Kingston HyperX 240GB SSD Review
There certainly has been a lot activity in the Solid State drive market recently, with every company imaginable trying to be part of the SandForce SF2281 family. Some are banking on price to woo customers, while others are relying on sheer performance or increased longevity due to the use of different NAND. What we haven’t seen yet is a combination of performance and longevity bundled with a host of accessories that are meant to enhance the user experience. That however is exactly what Kingston is aiming for with their newest line of Kingston HyperX SSDs.
This may be the first HyperX branded drive Kingston has released, but it is not their first foray into the solid state arena. They have built a sterling reputation for releasing cutting edge drives with some unique panache. Much like the Kingston SSDNow V40 we reviewed many moons ago, Kingston is taking a proactive approach to wooing enthusiast consumers with this new line. They are offering several versions of the HyperX at different price points which come with or without a full accessory package. The top of the line iteration is the “Upgrade Kit” that comes with a literal cornucopia of accessories, all designed to enhance the end user experience.
With an online price which varies from an average of $512 for the basic 240GB model to $550 for the upgrade kit, the Kingston HyperX is not exactly an inexpensive drive – great accessories or not.
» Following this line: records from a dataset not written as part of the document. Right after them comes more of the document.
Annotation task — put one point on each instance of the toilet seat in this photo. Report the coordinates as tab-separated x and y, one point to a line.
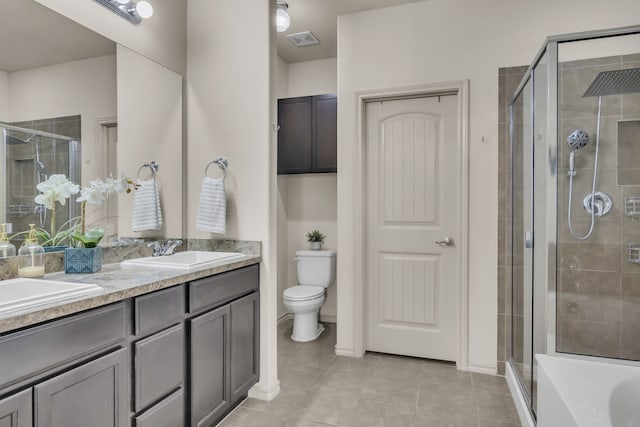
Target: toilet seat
303	293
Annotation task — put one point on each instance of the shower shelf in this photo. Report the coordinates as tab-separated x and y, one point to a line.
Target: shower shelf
632	206
633	253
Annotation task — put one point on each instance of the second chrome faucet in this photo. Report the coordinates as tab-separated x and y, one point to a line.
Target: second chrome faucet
164	247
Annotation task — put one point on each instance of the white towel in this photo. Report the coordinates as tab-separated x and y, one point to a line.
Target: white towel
212	212
147	214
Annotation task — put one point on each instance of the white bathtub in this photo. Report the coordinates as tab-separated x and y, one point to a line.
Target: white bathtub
584	393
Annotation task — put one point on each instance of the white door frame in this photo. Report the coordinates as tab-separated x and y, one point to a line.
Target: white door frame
461	88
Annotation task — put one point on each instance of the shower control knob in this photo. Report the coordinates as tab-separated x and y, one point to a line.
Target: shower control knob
447	241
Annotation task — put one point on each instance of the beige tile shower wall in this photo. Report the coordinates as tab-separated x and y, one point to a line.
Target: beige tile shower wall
4	117
65	90
508	80
598	290
4	96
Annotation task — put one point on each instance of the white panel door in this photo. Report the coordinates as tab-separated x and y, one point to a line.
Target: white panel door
413	200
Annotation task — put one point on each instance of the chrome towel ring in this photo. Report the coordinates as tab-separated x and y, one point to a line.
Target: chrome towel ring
153	165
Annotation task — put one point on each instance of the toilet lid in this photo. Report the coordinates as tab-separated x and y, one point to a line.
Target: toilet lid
303	293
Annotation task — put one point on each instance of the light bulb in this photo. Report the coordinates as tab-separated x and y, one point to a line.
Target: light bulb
283	20
144	9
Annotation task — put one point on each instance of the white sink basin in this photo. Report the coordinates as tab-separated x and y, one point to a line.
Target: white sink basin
186	260
18	295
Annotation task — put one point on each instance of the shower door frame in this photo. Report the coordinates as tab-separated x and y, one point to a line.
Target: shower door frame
549	240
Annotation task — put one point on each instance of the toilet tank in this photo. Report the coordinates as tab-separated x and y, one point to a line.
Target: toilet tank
316	268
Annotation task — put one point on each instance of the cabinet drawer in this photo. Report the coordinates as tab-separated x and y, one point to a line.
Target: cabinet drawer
159	366
216	290
168	413
36	349
159	309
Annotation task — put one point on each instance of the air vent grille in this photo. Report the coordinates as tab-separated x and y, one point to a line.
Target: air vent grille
305	38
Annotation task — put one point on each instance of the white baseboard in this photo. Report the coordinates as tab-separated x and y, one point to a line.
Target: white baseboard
285	317
482	369
347	353
521	404
260	392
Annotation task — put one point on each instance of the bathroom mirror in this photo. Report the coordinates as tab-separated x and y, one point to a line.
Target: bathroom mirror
58	77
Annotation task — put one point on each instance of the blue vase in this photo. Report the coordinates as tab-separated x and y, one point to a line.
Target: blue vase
58	248
82	260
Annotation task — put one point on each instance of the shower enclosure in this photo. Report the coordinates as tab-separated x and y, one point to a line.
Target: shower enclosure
574	124
28	157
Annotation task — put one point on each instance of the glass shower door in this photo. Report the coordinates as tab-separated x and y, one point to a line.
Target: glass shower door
522	236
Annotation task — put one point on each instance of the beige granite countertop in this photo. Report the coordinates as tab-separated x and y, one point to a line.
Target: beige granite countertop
119	283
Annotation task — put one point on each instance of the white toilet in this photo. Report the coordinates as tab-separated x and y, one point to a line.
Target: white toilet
316	272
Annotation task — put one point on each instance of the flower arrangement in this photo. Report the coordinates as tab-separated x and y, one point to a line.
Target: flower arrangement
95	193
57	189
315	236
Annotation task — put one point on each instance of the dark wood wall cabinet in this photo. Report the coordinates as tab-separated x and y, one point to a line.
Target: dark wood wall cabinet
307	134
157	360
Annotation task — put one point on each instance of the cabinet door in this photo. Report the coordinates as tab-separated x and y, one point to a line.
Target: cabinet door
95	394
324	113
209	373
294	135
15	411
244	345
159	367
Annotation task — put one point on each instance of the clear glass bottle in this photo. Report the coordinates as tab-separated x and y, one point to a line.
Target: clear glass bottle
31	256
6	248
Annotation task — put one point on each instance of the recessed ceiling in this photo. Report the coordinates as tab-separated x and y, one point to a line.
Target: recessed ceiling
32	35
321	18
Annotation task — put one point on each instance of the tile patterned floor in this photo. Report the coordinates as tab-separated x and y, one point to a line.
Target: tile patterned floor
320	389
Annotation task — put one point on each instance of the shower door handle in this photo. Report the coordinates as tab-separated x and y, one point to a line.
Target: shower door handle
528	239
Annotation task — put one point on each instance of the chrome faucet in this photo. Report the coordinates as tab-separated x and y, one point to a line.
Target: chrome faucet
164	247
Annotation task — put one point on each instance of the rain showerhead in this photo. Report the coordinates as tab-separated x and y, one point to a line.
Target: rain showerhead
615	82
578	139
12	140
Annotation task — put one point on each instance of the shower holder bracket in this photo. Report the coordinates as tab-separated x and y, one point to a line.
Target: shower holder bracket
632	206
602	203
633	253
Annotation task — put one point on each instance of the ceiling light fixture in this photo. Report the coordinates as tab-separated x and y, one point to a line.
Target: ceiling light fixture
283	20
128	9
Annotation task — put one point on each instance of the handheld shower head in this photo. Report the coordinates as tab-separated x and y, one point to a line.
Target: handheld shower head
578	139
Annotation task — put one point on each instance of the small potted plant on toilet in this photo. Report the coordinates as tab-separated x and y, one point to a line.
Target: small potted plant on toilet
316	239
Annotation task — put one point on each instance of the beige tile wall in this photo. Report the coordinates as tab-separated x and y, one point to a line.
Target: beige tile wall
598	309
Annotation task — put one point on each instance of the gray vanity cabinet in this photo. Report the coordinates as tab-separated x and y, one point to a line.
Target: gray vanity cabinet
244	345
95	394
210	356
15	411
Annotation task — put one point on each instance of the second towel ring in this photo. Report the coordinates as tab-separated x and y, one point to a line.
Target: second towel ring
222	164
153	165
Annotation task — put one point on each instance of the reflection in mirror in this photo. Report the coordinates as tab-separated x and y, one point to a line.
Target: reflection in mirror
58	77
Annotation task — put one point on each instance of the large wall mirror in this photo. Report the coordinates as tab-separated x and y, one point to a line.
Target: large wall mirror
74	102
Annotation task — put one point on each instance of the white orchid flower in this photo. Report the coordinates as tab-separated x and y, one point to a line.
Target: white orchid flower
56	189
92	195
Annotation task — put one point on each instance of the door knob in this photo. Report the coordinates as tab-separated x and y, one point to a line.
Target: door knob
448	241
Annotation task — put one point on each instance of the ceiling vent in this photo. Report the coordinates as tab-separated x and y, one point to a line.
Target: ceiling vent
305	38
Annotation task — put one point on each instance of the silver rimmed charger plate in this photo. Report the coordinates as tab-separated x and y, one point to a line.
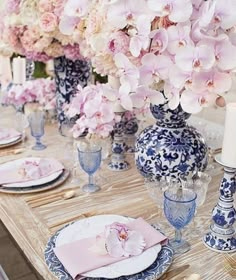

Nonetheless, this premium is actually par for the course for high performance SSDs sporting capacities greater than 120GB.
The HyperX 240GB comes clad in a very distinctive case. With its dark metallic gray bottom, and top clad in a classic Kingston blue background and a large silver “X”, this drive does have what it takes ascetics department.
While we would love to show you the internal architecture the HyperX comes equipped with security torx bolts and we are unable – or at the very least unwilling – to remove these bolts through force. Internally, the drive should have a very similar layout to other Sandforce-based drives with all 16 ICs populated with Intel branded 25NM NAND dual die modules and a single SF2281 controller.
Also helping to make the HyperX stand out is the accessories package which consists of either a 2.5” to 3.5” adapter (standard version) or “Upgrade Kit” version has a 2.5” to 3.5”, a SATA cable, a USB 2.0 enclosure, USB 2.0 cable, a multipurpose screwdriver and even a copy of Acronis HD migration software for transferring your OS.
By itself, this upgrade kit would certainly be unique in a sea of sameness (most competitors only include a simple adapter plate), but what really sets the Kingston HyperX apart is the NAND used within it. In the past we have looked 25nm Micron branded ONFi 1 and 2 NAND modules and even 32nm Toshiba DDR Toggle Model 1 NAND. This is however the first we have seen of Intel’s 25nm NAND used outside of an Intel branded drive. Unlike most 25nm NAND this NAND is rated for 5,000 erase cycles and not the typical 3,000 found in other devices; giving it a theoretical 40% increase in life span.